The program, aimed at talented young people in marginalized communities, turned out other successful grads like Jully Black and Baby Blue Sound Crew.
"Music was my love.
I didn't know I was going to be able to do it as a profession - especially for this long - and be able to pay my bills, my mortgage, my car, travel the world and support my family.
The Fresh Arts program, partly funded and shaped by the Toronto Arts Council, was pivotal in my career. There were so many of us that came out of that program.
Almost everybody I know has received some kind of financial support. I don't know anyone in the hip-hop and R&B community who didn't have some kind of support system somewhere, financially and in terms of mentorship.

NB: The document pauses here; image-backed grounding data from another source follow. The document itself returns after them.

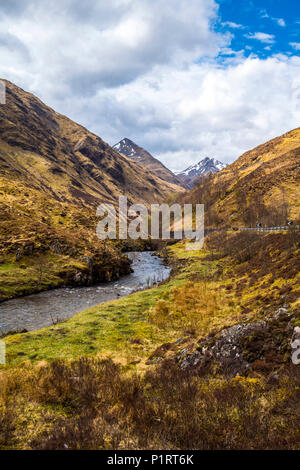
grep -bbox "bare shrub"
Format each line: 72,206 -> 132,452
1,357 -> 299,450
205,231 -> 262,263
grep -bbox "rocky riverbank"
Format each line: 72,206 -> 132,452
0,251 -> 170,335
0,237 -> 132,302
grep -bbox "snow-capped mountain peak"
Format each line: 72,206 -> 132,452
176,157 -> 227,188
113,138 -> 186,188
113,138 -> 138,158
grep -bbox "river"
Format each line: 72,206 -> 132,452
0,252 -> 170,335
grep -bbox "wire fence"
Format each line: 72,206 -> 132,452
235,225 -> 300,232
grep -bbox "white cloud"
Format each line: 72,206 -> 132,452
259,9 -> 269,19
259,10 -> 286,27
1,0 -> 224,96
64,55 -> 300,172
290,42 -> 300,51
0,0 -> 299,174
245,32 -> 275,44
276,18 -> 286,27
221,21 -> 244,29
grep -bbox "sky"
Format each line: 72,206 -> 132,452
0,0 -> 299,172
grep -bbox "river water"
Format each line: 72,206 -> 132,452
0,252 -> 170,335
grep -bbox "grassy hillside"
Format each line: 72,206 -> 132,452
182,127 -> 300,226
0,80 -> 185,300
0,80 -> 183,207
0,175 -> 132,301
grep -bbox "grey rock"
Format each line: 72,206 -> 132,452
173,337 -> 184,345
16,248 -> 22,261
181,351 -> 202,369
291,326 -> 300,345
274,307 -> 288,319
51,241 -> 63,255
180,320 -> 268,376
178,348 -> 187,358
81,256 -> 94,270
24,242 -> 34,256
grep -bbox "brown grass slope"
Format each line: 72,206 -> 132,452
0,80 -> 182,301
0,80 -> 183,208
183,127 -> 300,226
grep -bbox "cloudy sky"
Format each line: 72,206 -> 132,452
1,0 -> 300,172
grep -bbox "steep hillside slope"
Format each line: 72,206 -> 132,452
0,80 -> 182,301
0,81 -> 183,208
113,138 -> 186,188
183,128 -> 300,226
176,157 -> 227,188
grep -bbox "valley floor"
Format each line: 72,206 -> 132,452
0,231 -> 299,449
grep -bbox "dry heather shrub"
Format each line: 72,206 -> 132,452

In earlier times for me, it was funding through the Arts Council, and then Akon helped me out.
It's definitely necessary to spend money on the arts. I was really torn up when I heard they wanted to take music out of public schools. We have to foster people's love of music from a very young age.
No, the arts budget isn't a good thing to cut. It's been proven that when you invest in the arts you reduce a lot of [bad] behaviour, because programs for kids means they have less time in the streets to waste on crazy stuff. Making cuts will create more expenses later on.
And look at our biggest exports in terms of acting, music and video directors. We're generating a lot of interest around the world - people wanting to come see what Toronto's about. Cut other places before the arts."